Standing Secretary of the ruling Communist Party of Vietnam (CPV)’s Secretariat Vo Van Thuong recently signed Regulation No. 65-QD/TW of the Politburo on staff rotation.
Accordingly, the Politburo and the Secretariat will decide on the rotation of cadres at all levels, including Leadership and management officials at all levels; Key leaders at the provincial and district levels who are not local, and officials such as the chairperson of the People’s Committee, the chiefs of the People’s Courts, the People’s Procuracies, police departments, inspection agencies, finance, tax, customs, etc. at provincial and district level.
Talking to RFA on May 9 from Hanoi regarding this decision, former Deputy Minister of Natural Resources and Environment Dang Hung Vo, commented:
“The cadre work is decided by the Party, and the government side only decides on assignment, at some levels, the Prime Minister signs, at levels, the head of the agency signs, or the chairman of the People’s Committee signs for example… but officials are decided by the Party. And just now there was a story that the Party had a deeper interference of cadre work, then I think that due to the fact that current cadre work is inadequate, numerous cadres from local and ministerial levels have been convicted of criminal offenses, evidence showing that the staff work is not standard. Of course, there is also the other side that the legal system has loopholes, so people commit wrongdoing easily. Therefore, the Politburo has made certain adjustments to personnel work.”
In a one-party totalitarian country like Vietnam, it has long been obvious that the ruling party decides everything. However, normally in the past, the party took direct decisions on senior leaders of the government and the high-ranking Party cadres only. Is there any sign of this change?
Journalist Vo Van Tao, when answering RFA from Nha Trang on May 9, said his opinion:
“Information about the latest regulations on management of senior officials, local leaders, Procuracy, Courts, Customs, Taxation… then I think this is a reaction that is roughly lack of capable cadres. Actually, the communist regimes tend to control everything, but for foreign affairs… they give birth to a dual apparatus of government, even the National Assembly and the Fatherland Front, etc. but in fact, it belongs to the Party. The party controls everything. This is also a way to reduce responsibility for the most senior officials of the party so that when mismanaging, there is room to bear. The party avoids scandal, indirectly like that.”
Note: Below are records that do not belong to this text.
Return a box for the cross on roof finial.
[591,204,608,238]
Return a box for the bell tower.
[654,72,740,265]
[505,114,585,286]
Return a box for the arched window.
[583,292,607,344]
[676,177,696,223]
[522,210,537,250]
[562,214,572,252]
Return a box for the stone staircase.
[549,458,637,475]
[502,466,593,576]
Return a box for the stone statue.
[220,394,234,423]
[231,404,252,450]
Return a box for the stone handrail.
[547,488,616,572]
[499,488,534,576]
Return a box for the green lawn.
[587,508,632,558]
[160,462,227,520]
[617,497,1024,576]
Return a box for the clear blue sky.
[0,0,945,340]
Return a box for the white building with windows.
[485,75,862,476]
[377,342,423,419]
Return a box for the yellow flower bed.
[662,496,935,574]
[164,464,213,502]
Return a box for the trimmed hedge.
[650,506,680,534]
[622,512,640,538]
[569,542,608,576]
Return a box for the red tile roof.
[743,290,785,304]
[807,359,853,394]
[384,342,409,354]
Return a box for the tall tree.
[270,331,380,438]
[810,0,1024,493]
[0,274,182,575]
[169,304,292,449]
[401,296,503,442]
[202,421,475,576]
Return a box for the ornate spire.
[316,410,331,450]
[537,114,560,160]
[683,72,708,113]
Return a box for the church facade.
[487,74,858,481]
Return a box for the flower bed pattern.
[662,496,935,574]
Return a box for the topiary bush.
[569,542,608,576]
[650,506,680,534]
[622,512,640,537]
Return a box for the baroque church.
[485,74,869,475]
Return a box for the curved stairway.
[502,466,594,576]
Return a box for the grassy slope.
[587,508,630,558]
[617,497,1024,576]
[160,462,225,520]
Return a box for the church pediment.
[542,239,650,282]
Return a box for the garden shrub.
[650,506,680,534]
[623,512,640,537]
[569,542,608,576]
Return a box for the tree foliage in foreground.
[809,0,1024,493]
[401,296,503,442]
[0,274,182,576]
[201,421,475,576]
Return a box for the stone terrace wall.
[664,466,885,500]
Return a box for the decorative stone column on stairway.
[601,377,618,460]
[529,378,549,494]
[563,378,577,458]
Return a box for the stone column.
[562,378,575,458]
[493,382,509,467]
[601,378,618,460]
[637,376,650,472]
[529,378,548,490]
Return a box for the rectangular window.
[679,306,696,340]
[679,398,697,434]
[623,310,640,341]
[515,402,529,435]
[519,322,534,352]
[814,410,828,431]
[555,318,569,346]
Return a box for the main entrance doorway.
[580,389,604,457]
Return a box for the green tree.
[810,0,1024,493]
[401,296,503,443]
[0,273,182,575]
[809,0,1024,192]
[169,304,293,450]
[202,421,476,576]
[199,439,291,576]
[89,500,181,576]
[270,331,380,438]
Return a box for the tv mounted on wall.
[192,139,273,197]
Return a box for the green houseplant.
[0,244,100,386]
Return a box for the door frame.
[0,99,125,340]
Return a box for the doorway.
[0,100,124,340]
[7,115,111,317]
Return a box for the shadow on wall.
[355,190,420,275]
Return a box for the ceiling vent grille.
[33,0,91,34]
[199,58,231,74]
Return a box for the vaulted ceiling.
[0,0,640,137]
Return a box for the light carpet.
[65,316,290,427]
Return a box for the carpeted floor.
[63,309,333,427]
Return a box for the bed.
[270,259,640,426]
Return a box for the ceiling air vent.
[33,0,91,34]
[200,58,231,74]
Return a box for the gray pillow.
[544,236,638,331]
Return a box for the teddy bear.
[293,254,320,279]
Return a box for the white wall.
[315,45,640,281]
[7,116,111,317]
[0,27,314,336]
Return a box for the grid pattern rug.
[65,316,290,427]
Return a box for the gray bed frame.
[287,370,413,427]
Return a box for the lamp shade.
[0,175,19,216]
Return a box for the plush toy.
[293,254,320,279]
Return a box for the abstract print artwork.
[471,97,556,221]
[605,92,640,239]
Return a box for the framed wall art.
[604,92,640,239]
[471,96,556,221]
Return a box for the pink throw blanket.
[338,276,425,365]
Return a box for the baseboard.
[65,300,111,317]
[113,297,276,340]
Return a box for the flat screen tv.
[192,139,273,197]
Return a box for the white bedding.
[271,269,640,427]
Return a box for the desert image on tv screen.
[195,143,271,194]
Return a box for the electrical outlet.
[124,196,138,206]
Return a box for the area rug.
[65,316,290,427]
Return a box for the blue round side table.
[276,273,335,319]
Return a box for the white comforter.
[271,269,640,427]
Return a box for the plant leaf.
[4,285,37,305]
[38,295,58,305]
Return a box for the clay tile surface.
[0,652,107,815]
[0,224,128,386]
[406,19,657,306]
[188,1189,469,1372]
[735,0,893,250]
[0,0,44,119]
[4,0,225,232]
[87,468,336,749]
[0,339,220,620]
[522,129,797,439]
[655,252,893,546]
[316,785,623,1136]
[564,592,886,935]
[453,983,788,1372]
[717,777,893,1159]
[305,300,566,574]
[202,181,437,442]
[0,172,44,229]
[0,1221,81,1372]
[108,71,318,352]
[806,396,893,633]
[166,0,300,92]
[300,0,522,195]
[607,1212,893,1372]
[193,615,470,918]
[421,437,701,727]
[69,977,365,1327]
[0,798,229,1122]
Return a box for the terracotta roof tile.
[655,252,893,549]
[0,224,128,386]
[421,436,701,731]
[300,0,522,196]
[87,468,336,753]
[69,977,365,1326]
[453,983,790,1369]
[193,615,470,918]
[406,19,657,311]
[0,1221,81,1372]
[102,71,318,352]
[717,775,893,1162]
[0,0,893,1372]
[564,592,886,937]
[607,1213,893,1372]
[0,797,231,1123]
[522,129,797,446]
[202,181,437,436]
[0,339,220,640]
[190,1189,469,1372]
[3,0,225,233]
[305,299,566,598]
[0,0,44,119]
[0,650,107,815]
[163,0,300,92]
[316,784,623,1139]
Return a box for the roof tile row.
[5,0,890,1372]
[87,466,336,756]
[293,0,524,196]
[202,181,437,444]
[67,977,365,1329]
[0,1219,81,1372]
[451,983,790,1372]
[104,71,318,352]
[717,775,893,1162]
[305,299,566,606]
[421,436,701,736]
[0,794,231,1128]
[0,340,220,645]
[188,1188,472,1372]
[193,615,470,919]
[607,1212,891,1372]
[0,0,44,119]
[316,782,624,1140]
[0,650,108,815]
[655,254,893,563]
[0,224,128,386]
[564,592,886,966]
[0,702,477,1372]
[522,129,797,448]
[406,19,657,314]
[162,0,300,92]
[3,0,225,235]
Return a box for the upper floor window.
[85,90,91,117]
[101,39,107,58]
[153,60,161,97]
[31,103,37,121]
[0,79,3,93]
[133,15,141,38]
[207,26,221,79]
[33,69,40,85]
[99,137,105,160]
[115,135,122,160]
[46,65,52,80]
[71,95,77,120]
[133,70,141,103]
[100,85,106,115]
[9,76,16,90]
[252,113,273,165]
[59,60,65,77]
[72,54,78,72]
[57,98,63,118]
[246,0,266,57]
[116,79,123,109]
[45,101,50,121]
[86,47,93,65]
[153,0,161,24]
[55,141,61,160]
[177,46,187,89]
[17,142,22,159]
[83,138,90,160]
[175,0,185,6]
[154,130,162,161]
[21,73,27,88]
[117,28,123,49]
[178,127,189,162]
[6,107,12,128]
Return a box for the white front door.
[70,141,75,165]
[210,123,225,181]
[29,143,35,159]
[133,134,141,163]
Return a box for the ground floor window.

But according to journalist Vo Van Tao, this is contradictory, he cited:
“For a long time, the Party has also publicly declared that cadre work belongs to the Party, only the Party decides. This time they were more specific, and I think it’s a shortage of cadres because there have been many high-ranking cadres who committed mistakes so much that they had to go to jail, just now, more than 40 police and army generals have been imprisoned for criminal offenses, even members of the Politburo or some ministers. So now they are startled, the branches that can be corrupt such as the Procuracy, Court, and Customs are tightened, and they hope the quality of cadres will be raised. But I think this is a sloppy move because of the fact that the party has decided for a long time while the government has no power on cadres issues.”
Therefore, journalist Vo Van Tao said that this change is only a formality, adding confusion, overlapping, and complexity… but essentially nothing changes.
There is an opinion in the public that if the Party wants to manage everything of the State like that, why not merge the dual system of the Party-State?
For a long time in Vietnam, merging the titles of the Communist Party with government agencies into one has been discussed. So is this change in staff rotation a sign of consolidation?
Former Deputy Minister Vo further commented:
“The unification of the Party and the government has been discussed for about 20 years now, in order to build organizations and institutions. It seems that the intention to innovate and learn in the spirit of China is a two-door. That is, the position of cadre has a person in charge, representing both the Party and the State. However, there are also many opposing opinions, that if that is the case, it will easily lead to monopoly, so there must still be two roles, controlling each other, more closely. So far, Vietnam has not implemented the ‘one house, two doors’ mechanism…”
In the current organizational structure of the Vietnamese communist dictatorship, for every part of the government, there is a part of the Party at the same time. This is considered a model of the communist party leading all activities of the society. Such overlap has created a huge payroll for the public administration sector in Vietnam, consuming a lot of the state budget.
Dr. Ngo Tri Long, an economic expert now living in Hanoi, said that lean is necessary:
“The issue of unification has been discussed for a long time. The downsizing of Vietnam’s administrative and political system is irreversible, because the public debt is very large and the overspending is high, so it must be streamlined to reduce recurrent costs.”
According to Mr. Ngo Tri Long, with the constraints of the national budget, the unification of the Party and the government must definitely be done, but it may depend on a fast or slow route depending on the actual situation.